The Case for Smart Protectionism

The Atlantic

.....Most people think of protectionism as externally focused—for example, protecting companies from foreign competition. But what the U.S. middle class really needs is more domestic protectionism from homeland adversaries, such as geographic inequality, income inequality, corporate monopolies, and rising health-care costs.....

.....There are other ways to practice smart protectionism at home. In a column for the Washington Post, Fareed Zakaria has argued for what he calls “open and armed” economics—trade markets open to the world and labor markets armed to protect the vulnerable. There are some obvious solutions that even have tepid Republican support, such as expanding the Earned Income Tax Credit.....
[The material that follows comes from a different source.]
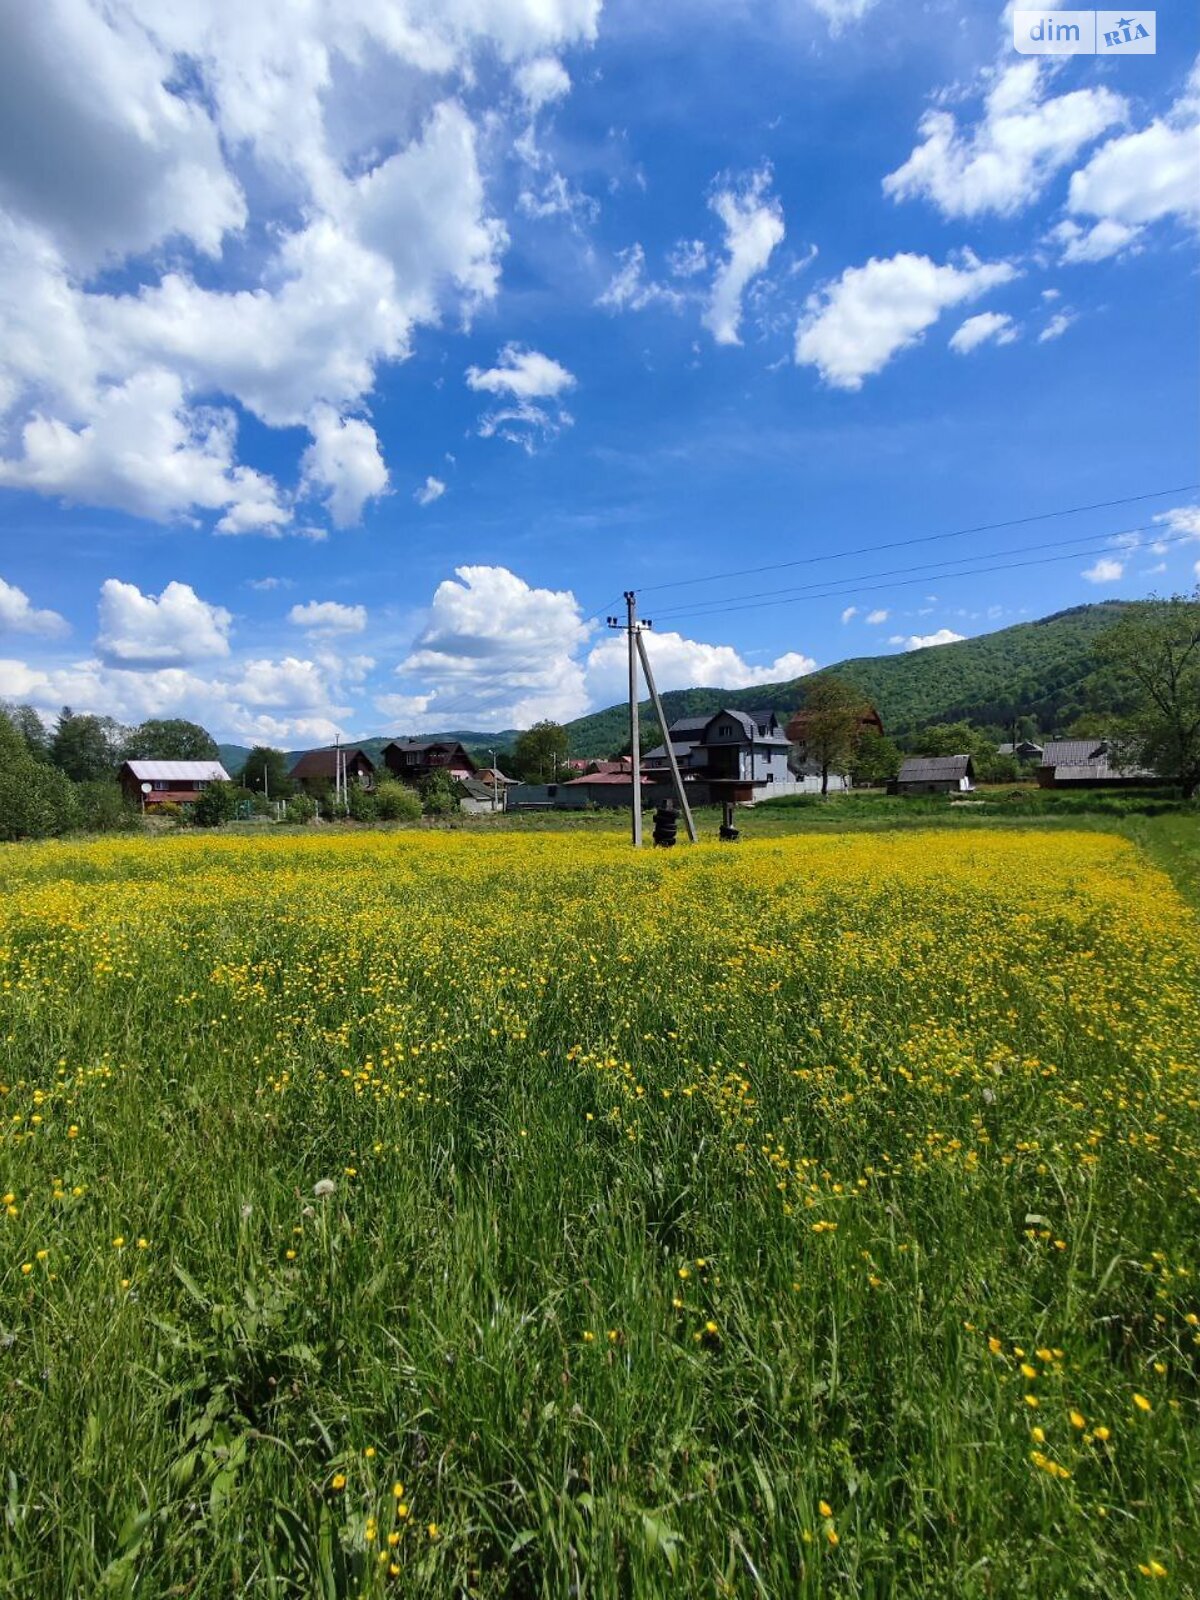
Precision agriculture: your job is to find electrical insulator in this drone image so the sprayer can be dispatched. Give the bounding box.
[652,803,678,847]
.....And yet, perhaps slightly more effort to remediate would be good. Zakaria surfaced research by Edward Alden and Rebecca Strauss and by a team at Harvard Business School that found that the U.S. spends just 0.1 percent of GDP on retraining, compared to 0.8 percent in Germany and 2.3 percent in Denmark. Job training has a terrible reputation in the U.S., where underfunding and poor coordination between trainers and employers has led to disappointing results. Many workers don’t have time for training, because U.S. welfare policy pushes them to find work immediately, even if it doesn’t lead to a more prosperous career. But several successful training programs, like WorkAdvance in New York City, suggest that in addition to income transfers, the government could also take a more active role in helping displaced workers.....
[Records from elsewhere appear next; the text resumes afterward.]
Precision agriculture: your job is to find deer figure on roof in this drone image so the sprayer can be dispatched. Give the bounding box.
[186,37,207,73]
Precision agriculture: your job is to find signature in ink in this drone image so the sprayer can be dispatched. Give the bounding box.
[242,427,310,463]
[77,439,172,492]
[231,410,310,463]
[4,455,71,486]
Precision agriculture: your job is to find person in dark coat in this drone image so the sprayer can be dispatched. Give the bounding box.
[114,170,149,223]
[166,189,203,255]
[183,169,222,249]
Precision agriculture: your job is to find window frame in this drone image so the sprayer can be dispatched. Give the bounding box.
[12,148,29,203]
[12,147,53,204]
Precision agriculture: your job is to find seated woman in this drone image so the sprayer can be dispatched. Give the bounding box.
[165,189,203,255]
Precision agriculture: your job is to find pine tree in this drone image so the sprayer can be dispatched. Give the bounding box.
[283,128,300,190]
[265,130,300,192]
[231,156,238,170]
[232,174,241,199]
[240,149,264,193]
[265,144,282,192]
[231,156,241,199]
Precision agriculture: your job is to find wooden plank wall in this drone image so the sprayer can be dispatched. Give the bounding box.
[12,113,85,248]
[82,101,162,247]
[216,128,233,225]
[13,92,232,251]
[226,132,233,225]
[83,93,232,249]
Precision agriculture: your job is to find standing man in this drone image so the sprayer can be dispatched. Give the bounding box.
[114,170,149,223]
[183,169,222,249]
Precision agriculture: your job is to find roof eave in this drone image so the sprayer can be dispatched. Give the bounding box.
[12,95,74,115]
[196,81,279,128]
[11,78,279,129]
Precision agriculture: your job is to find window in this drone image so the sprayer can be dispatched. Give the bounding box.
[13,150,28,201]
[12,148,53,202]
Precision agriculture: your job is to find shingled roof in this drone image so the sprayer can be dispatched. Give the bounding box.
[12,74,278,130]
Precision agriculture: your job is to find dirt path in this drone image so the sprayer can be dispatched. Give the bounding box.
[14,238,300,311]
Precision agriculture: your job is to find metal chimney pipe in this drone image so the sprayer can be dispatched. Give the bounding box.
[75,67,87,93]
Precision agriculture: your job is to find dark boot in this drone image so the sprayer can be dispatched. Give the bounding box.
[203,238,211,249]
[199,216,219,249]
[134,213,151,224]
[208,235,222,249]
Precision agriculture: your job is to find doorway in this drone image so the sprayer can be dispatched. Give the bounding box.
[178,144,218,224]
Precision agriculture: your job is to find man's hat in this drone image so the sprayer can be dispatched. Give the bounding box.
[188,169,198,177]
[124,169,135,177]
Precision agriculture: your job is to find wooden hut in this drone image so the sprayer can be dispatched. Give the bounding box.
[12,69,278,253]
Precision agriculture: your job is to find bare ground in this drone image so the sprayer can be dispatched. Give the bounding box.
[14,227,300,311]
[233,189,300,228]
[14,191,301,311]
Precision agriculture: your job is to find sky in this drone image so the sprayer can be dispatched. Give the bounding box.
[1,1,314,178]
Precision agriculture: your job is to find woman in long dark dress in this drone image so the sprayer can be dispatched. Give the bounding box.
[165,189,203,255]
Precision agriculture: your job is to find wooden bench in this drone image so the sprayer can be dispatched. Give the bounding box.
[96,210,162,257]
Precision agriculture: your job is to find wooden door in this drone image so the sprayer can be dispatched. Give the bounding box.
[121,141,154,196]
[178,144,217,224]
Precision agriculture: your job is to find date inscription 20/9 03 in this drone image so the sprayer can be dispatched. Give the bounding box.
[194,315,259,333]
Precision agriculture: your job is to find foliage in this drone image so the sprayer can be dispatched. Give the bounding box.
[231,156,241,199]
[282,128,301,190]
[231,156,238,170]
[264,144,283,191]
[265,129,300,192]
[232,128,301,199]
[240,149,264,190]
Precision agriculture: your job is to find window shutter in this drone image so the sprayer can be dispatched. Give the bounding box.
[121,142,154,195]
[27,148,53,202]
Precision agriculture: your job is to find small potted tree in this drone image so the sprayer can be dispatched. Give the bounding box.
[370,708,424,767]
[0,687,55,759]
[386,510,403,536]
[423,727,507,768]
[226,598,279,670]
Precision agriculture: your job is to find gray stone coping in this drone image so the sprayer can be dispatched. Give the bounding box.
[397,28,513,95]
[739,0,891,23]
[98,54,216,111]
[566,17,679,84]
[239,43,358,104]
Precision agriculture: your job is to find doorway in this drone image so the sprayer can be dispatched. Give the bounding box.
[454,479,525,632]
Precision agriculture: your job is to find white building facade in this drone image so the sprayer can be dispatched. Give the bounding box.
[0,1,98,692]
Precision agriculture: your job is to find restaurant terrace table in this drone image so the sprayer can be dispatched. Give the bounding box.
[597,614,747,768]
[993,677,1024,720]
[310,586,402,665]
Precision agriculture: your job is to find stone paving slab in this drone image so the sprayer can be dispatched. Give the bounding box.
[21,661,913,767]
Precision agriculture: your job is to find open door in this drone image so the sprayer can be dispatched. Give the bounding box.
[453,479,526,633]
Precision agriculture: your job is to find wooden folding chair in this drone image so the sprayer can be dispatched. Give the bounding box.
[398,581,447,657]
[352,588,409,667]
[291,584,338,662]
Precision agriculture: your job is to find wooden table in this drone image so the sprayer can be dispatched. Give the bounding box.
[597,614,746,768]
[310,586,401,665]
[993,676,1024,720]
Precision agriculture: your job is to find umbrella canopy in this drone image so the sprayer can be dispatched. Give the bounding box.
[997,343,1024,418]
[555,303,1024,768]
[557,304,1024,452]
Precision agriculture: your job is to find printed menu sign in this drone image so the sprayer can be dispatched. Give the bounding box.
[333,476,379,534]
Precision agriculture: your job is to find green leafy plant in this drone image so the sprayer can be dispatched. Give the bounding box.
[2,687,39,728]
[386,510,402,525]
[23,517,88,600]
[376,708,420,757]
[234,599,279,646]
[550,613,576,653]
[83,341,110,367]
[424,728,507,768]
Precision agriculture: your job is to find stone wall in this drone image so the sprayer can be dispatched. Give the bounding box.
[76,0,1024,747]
.....Future presidents will govern a world sundered by globalization and technology whether or not they are fond of these forces. Of the 27 million net new jobs created between 1990 and 2008, 99 percent occurred in so-called "nontradable" occupations, which is work that must be done locally, such as a treating patients, teaching students, or cutting people’s hair. Multinational businesses have become geniuses at moving their production around the world toward new markets and cheap labor, which often means away from the United States. Companies like GE, Siemens, and Coca Cola will continue to buy robots and hire abroad no matter what the U.S.’s technology and trade policies.

Still, the U.S. worker deserves to be protected. If it’s politically useful to call such a policy protectionism, so be it. Future presidents can welcome the future, because the benefits will be broad, while protecting the vulnerable, because their losses will be acute.